Мой адрес: город Буй, Костромской области Войсковая часть 83386.

19.05.54 г. ст. л-т Смородинов".

В советских архивах сохранились и "странные" письма 1949 - 1950 гг. Например, в юмористический журнал "Крокодил".

"Мой новогодний привет!

Дорогой Крокодил!

Мой рост - 179 см. Однако, я все же не сказал бы, что это уж совсем незаурядный рост.
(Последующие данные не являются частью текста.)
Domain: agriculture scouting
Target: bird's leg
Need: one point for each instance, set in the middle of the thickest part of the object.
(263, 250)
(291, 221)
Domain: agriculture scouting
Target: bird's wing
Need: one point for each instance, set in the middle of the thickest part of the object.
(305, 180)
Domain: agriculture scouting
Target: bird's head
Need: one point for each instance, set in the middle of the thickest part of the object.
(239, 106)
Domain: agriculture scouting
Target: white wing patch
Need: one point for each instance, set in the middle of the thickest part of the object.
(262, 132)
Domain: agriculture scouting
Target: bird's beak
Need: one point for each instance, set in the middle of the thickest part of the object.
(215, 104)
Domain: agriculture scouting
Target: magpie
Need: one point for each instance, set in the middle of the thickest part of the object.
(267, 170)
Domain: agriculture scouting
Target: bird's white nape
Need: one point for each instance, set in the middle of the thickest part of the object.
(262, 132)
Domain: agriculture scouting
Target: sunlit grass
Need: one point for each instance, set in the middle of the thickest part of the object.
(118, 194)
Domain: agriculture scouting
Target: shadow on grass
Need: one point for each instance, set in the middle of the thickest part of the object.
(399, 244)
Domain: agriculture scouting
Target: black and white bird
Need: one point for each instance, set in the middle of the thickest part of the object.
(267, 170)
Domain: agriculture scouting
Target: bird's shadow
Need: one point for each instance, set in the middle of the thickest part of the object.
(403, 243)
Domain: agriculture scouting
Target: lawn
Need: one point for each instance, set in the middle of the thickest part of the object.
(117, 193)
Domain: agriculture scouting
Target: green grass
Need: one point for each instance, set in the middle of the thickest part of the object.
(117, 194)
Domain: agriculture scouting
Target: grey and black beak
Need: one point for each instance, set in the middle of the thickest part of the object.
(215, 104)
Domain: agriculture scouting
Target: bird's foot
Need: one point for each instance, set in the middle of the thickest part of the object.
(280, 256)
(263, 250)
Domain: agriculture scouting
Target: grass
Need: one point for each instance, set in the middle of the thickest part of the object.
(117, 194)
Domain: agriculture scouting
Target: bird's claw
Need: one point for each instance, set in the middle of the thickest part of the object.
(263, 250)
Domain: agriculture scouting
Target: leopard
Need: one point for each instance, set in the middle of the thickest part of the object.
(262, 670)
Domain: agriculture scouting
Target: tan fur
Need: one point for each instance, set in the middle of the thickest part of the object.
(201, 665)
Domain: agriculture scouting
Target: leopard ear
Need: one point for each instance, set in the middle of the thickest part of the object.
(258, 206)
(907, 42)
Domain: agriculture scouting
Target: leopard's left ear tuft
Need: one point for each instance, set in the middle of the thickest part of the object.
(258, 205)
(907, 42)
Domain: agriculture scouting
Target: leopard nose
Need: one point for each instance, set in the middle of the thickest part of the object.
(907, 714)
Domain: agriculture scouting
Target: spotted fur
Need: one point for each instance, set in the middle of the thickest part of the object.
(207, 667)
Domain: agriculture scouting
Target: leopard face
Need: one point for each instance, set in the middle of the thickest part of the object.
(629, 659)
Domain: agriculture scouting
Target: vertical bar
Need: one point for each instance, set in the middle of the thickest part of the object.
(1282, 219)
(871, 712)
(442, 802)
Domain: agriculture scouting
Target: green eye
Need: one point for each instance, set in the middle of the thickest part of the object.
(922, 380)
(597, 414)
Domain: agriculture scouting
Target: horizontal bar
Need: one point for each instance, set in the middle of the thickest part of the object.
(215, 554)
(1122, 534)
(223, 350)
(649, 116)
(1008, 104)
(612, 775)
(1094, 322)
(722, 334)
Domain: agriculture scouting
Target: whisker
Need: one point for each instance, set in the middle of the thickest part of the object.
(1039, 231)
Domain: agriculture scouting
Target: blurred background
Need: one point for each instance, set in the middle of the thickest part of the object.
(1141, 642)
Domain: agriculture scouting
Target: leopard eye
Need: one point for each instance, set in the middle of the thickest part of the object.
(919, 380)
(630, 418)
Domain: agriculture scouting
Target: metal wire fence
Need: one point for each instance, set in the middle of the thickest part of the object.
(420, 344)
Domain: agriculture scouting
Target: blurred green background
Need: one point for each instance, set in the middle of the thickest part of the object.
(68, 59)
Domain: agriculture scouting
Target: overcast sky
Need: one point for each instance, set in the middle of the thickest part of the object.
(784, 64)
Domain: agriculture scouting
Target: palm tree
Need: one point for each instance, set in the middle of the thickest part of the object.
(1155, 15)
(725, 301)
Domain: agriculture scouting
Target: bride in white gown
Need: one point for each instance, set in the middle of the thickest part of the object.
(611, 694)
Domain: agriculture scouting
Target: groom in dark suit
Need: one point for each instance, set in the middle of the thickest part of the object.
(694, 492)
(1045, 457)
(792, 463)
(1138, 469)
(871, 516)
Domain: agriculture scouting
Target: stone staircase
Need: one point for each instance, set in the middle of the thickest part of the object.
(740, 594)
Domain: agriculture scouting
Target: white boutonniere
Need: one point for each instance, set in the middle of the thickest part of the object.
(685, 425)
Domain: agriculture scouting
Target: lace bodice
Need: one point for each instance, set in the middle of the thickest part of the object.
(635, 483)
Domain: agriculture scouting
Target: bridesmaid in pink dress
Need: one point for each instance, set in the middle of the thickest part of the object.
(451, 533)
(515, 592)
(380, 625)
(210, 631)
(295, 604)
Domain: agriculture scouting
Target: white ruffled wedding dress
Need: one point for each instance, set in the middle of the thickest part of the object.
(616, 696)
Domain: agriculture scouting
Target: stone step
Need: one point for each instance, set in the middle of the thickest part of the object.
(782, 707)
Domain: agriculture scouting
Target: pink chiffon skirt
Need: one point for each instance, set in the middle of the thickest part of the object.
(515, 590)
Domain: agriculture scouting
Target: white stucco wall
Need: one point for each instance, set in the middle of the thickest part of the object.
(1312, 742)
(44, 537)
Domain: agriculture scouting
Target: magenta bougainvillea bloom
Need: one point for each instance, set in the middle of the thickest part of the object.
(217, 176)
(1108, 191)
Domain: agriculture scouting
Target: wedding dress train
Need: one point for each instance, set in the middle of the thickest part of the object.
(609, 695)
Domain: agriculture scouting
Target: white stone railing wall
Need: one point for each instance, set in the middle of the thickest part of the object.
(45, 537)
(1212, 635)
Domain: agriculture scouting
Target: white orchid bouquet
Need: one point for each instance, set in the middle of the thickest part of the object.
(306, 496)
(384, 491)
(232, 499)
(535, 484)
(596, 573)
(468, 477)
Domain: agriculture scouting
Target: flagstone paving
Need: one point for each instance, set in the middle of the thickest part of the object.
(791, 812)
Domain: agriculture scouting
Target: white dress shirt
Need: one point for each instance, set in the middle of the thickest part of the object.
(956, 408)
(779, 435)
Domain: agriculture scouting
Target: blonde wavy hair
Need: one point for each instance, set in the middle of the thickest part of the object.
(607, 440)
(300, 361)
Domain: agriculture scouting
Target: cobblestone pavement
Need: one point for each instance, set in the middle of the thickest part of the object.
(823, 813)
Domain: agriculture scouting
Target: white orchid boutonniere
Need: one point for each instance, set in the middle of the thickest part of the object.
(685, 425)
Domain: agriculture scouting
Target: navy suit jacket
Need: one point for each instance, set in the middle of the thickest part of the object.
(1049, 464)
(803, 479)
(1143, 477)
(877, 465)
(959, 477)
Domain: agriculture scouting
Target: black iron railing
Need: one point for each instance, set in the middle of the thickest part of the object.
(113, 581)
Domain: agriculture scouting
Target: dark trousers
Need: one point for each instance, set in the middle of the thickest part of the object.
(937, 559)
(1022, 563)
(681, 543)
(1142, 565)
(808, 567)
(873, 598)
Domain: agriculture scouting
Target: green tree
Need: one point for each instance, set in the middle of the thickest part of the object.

Есть люди и повыше. Так, например, в журнале "Огонек", я как-то читал, что все игроки сборной СССР по волейболу имеют рост не меньше 178 - 180 см. Короче говоря, высоких людей в нашей стране не так уж и мало!

И вот, как же нам быть?! Пошел я на днях покупать перчатки - оказались малы, а больших размеров наша промышленность не выпускает. О приобретении готового платья - костюма, брюк, халата - и говорить не приходится.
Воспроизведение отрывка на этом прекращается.